J'ai entendu les rumeurs aussi. Il paraît que le Village aurai réussi à bâtir leurs navires et qu'ils seraient partis dompter l'océan. Quelle idée.
Pour une fois je me tais. Je suis bien trop paumée pour avoir l'audace et l'insolence de m'exprimer.
- Je pensais que tu serais partie aussi.
Je tourne la tête vers lui, cillant pour dégager une mèche tombée sur mon front dans le mouvement. Je lui réponds par une grimace penaude, bouche pincée et épaules haussées.

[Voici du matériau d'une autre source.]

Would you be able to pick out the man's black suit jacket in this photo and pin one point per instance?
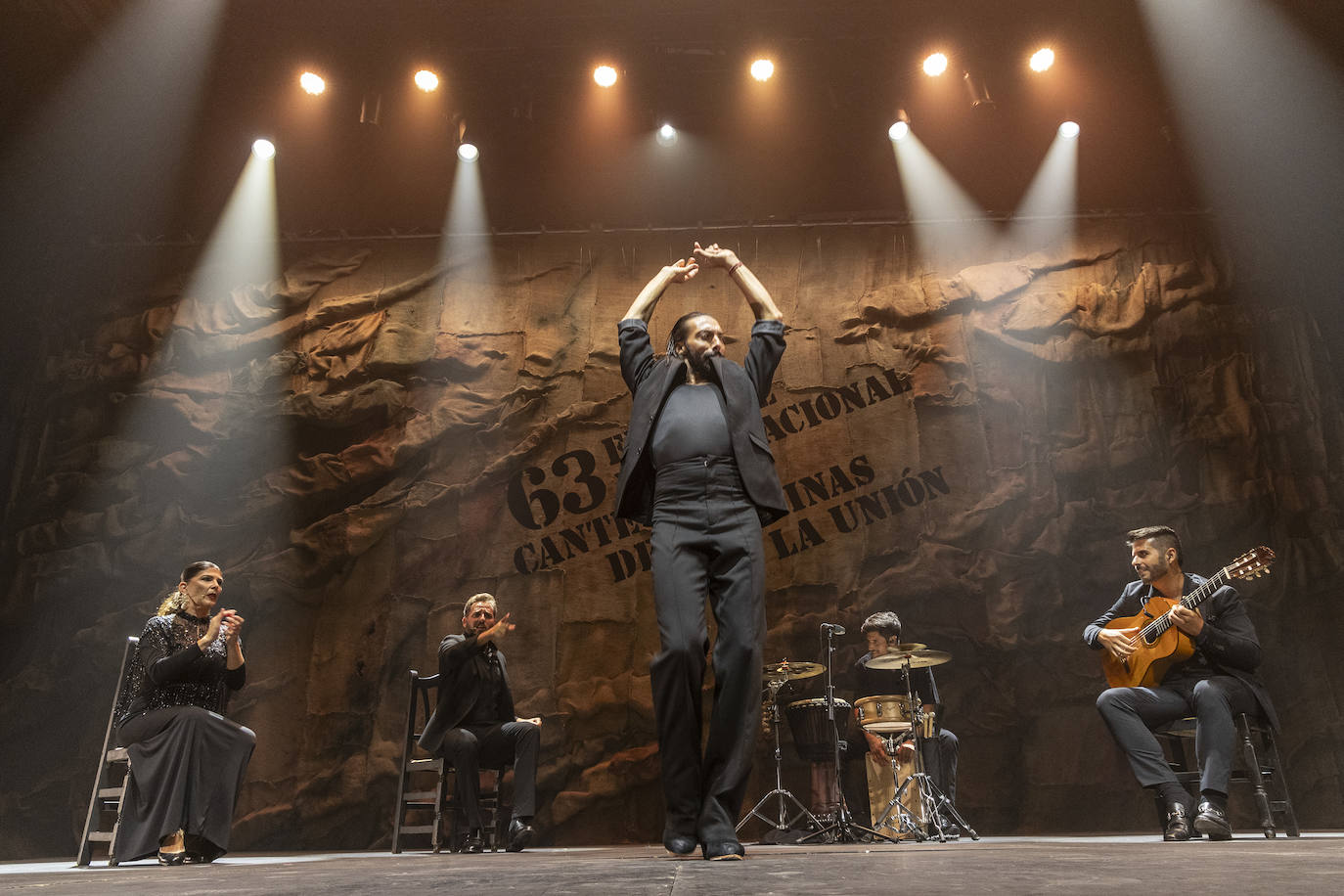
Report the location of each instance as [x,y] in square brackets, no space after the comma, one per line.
[461,669]
[743,389]
[1228,640]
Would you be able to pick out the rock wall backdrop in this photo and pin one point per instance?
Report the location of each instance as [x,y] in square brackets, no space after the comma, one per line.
[376,435]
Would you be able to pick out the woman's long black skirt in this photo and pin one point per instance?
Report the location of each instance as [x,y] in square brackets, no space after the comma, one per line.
[187,766]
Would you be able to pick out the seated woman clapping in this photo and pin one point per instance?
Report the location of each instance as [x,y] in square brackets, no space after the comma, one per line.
[187,760]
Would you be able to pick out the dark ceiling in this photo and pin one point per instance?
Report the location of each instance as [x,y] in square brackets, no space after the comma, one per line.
[560,154]
[811,144]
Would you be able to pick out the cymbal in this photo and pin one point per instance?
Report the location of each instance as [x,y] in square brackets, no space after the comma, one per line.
[791,670]
[912,658]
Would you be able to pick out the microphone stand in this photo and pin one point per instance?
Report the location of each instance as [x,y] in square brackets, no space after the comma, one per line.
[844,830]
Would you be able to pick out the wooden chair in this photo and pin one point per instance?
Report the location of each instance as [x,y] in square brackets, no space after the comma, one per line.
[112,780]
[1261,767]
[437,795]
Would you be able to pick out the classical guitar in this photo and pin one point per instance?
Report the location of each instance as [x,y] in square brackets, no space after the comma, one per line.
[1160,644]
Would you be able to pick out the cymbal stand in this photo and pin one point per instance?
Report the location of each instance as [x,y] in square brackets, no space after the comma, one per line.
[780,790]
[933,802]
[844,830]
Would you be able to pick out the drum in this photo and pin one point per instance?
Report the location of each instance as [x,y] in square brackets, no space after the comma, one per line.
[883,713]
[812,734]
[883,782]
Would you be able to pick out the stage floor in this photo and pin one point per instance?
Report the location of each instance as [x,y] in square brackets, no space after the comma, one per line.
[1249,864]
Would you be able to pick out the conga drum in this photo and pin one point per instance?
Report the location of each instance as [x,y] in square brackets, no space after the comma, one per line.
[812,734]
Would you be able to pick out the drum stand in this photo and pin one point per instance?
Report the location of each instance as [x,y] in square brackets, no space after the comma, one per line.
[844,830]
[784,823]
[933,802]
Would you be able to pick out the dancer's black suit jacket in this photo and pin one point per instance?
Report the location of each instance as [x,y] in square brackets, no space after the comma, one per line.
[742,388]
[463,665]
[1228,640]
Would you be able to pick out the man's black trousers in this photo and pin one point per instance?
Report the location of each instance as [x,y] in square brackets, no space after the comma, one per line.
[489,745]
[706,544]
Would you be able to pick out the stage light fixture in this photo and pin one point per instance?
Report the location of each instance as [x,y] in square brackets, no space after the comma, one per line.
[312,82]
[935,65]
[467,151]
[901,126]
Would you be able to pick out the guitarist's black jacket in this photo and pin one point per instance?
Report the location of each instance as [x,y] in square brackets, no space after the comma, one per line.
[1228,643]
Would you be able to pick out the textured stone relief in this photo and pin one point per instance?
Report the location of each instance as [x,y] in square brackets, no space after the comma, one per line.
[378,434]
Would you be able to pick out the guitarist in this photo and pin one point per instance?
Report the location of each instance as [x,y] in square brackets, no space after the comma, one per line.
[1217,681]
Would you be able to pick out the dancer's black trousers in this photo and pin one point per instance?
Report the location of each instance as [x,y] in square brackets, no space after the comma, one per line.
[706,544]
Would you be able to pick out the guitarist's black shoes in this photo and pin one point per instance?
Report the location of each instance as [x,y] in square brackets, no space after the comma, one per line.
[1213,821]
[1178,823]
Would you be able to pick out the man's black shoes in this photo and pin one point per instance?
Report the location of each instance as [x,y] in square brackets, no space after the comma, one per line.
[1213,823]
[474,842]
[519,835]
[1176,823]
[729,849]
[679,844]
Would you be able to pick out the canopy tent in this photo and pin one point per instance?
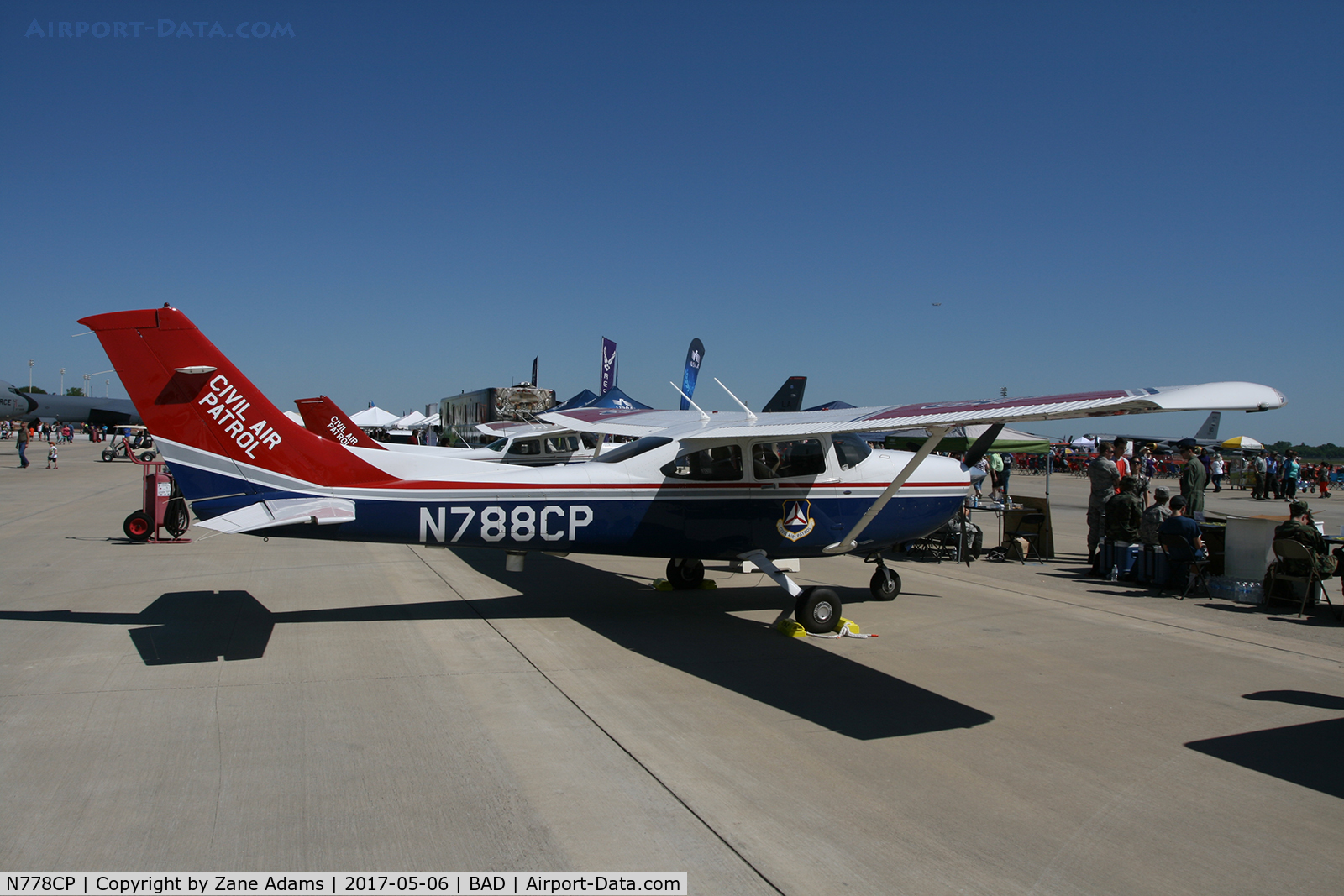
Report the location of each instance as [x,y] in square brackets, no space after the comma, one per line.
[1242,443]
[616,398]
[578,401]
[373,418]
[961,438]
[410,421]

Je me retourne sur le ventre et enfonce ma tête dans l'oreiller. Rester sur cette île maudite me conviendrait presque. Partir demande trop de décisions. Partir avec qui ? Partir pour aller où ? Partir pour faire quoi ? Ici il n'y a pas de problèmes d'argent, d'avenir, de relation. Tu t'amuses, et puis c'est tout. Le reste on l'envoie se faire foutre.
Je lève la tête de l'oreiller, y enfonçant mon menton et regardant droit devant moi.
- Dans une autre vie, on se serait sûrement mariés.
Je pouffe et laisse retomber ma joue sur le coussin, les yeux dirigés vers Victor.
- Mais ça aurait été horrible. On ne se serait pas supporté dans ces rôles-là.
Les gars sont amusants, mais juste pour un temps. Je ne peux me poser qu'avec une femme. Mais ici, elles sont soit prudes, soit hétéro.
- Tu n'es pas parti non plus, lui dis-je sur le ton de l'interrogation,après un silence pour revenir sur la conversation qu'il a lancé,
Comme si elle avait entendu ses pensées, l’infirmière enfouit son visage contre l’oreiller et s’exclama :
-Dans une autre vie, on se serait sûrement mariés.
Victor arqua un sourcil. Il ne comprenait pas la pertinence de cette déclaration, et encore moins sa véracité. Il avait déjà épousé une roturière, mais s’il avait dû se remarier, il n’aurait jamais reproduit cette erreur. Peu importe les vies qu’il aurait pu vivre, Victor y serait toujours né marquis. C’était dans son sang, c’était dans son âme, au même titre que sa passion pour les yeux et que ses compétences de médecine. Pour lui, cela coulait de source.
-Impossible, répondit-il, catégorique, d’un ton qui s’adressait plus à lui-même qu’à la jeune femme.
Le rire d’Eugénia interrompit sa réflexion :
-Mais ça aurait été horrible. On ne se serait pas supporté dans ces rôles-là.
Un mince sourire flotta sur les lèvres fines de Victor, derrière sa barbe épaisse. Cela, lui-même ne pouvait pas le nier. Il avait déjà de la peine à la supporter au quotidien, il ne pouvait l’imaginer au siège de son intimité.
Elle le regardait à nouveau. Victor sentit une pointe d’irritation en constatant qu’elle avait éludé sa question.
-Tu ne m’as pas répondu, lui fit-il remarquer sévèrement.
-Tu n'es pas parti non plus, rétorqua-t-elle.
Victor resta quelques instants silencieux, fixant l’endroit où il devinait ses yeux. Le bleu d’un lac gelé, si terne, si classique. Non, il n’aurait jamais pu épouser une femme aux yeux de cette couleur. Cela dit, il n’aurait jamais pensé s’en enticher charnellement de la sorte.
Son regard revint vers le plafond, qu’il fixa pensivement.
-Je serais parti, si j’avais appris cette manigance plus tôt. J’en aurais pris le commandement. Ce ne fut hélas pas le cas. Et maintenant, je suis cloitré sur cette île d’incapables, jusqu’à ce que la rébellion ne meure dans l’oeuf ou que je ne meure le premier.
Ce froid constat enflamma ses prunelles, la frustration le mettait en colère. Mais il resta calme et les flammes disparurent. Le silence s’installa à nouveau, avant que Victor ne le brise.
-Je suis trop important pour rester sur cette île.
Nouveau silence.
-Tu aurais dû partir aussi, Eugénia.
Mais en réalité, il était content qu’elle soit restée. Ses nuits auraient été plus froides, et ses journées moins pimentées, autrement.